Turkish officials say that nearly 8,000 police officers have been suspended on suspicion of having links to the coup attempt at the weekend.
Some 6,000 members of the judiciary and military, including generals, have been detained.
President Recep Tayyip Erdogan vowed to purge state bodies of the "virus" that had caused the revolt.
The US Secretary of State, John Kerry, has stressed the importance of democratic rule.
Speaking in Brussels where he has been meeting European foreign ministers, Mr Kerry said the US stood squarely on the side of the elected leadership in Turkey: "We will certainly support bringing perpetrators of the coup to justice - but we also caution against a reach that goes well beyond that."
Mr Erdogan said on Sunday that Turkey would consider reinstating the death penalty - a suggestion that was met with strong opposition from EU leaders.
"No country can become an EU member if it introduces the death penalty," said the EU's foreign affairs chief, Federica Mogherini.
A spokesman for German Chancellor Angela Merkel was similarly clear that such a move would spell an end to Turkey's longstanding, albeit stalled, application for EU membership.
Capital punishment was abolished in 2004 as part of Turkey's bid to join the bloc. Nobody has been executed in the country since 1984.
Turkish Prime Minister Binali Yildirim said that 208 "martyrs" had lost their lives during the failed coup attempt, including 60 police, three soldiers and 145 civilians. Another 1,491 were injured, he said.
Twenty-four alleged coup plotters were killed, Mr Yildirim said - a smaller number than Turkish officials previously reported.
Little room for taking risks: analysis by Rengin Arslan, BBC Turkish, Istanbul
Three years ago when the AK Party government began its fight against Fethullah Gulen - a cleric in self-imposed exile in the US, who was a close ally of Mr Erdogan for years - it began with the police department.
The government knew where to find Gulen supporters, in part because it had helped them to take positions within the police when they were still allies.
When the fight against Gulen movement started thousands of police were moved sideways into roles where they would not harm the government.
Now, instead of being reshuffled, thousands of police personnel have been suspended from their duties.
Obviously Mr Erdogan has little room for taking risks.
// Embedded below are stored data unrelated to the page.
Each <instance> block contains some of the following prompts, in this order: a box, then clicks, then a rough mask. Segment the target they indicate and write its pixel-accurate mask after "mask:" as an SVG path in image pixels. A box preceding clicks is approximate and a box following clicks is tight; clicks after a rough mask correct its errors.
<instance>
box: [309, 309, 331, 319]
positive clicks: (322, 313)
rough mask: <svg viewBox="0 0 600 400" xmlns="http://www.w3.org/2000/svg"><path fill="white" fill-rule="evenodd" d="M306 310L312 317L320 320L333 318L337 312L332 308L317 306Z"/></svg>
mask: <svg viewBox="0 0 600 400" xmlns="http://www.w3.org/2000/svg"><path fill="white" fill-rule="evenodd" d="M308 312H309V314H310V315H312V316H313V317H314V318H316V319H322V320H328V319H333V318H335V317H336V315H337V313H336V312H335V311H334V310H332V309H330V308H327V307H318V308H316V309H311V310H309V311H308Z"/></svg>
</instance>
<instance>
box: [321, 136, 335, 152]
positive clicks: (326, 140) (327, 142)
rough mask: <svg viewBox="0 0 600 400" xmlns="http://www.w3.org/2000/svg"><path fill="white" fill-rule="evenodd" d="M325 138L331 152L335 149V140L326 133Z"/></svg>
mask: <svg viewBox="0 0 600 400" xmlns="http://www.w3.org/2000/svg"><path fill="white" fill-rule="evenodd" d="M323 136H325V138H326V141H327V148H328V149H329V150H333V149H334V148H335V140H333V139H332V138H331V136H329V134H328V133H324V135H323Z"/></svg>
In a country which also faces threats from so-called Islamic State and Kurdish militants in its big cities, and has been targeted by suicide bombs, it is difficult to predict what the result of these large-scale suspensions will be. But with these personnel or without them, it will take time for anyone in Turkey to feel safe.
More than 100 generals and admirals have been detained in raids across the country.
Police and prosecutors searched Incirlik air base near the Syrian border on Monday.
The base is used by warplanes of the US-led coalition against so-called Islamic State to launch attacks on the group in Syria. Turkey had restricted flights from the base in the hours following the coup attempt.
The air force academy in Istanbul was raided on Monday morning.
According to state media, prosecutors have begun questioning an alleged ringleader of the coup attempt, former air force commander Akin Ozturk.
Overnight and into Monday morning the suspended police officers were called to regional headquarters and forced to hand over their weapons, Hurriyet reports.
Many provincial governors and judges have also been relieved of their duties.
The Turkish government accuses cleric Fethullah Gulen of being behind the plot.
Mr Gulen lives in the US and strongly denies any involvement. Mr Kerry said Turkey must produce evidence to support any extradition application for the cleric.
Eight Turkish military officers who fled to Greece by helicopter appeared in court in the Greek border city of Alexandropouli charged with entering the country illegally. Proceedings were adjourned until Thursday.
Turkey has requested their extradition; they have applied for asylum in Greece.
Ms Mogherini stressed the importance of the rule of law prevailing, and said ministers shared concerns about "what is happening in Turkey in these hours" - a reference to the rounding up of suspects.
"We need to respect, have Turkey respect, democracy, human rights and fundamental freedoms," she said.
Johannes Hahn, the commissioner in Brussels dealing with Turkey's accession negotiations, said it appeared the Turkish government had pre-prepared lists of people to arrest before the coup attempt.
The Turkish government says it was gathering evidence of a "secretive organisation" working within state structures even before the failed coup.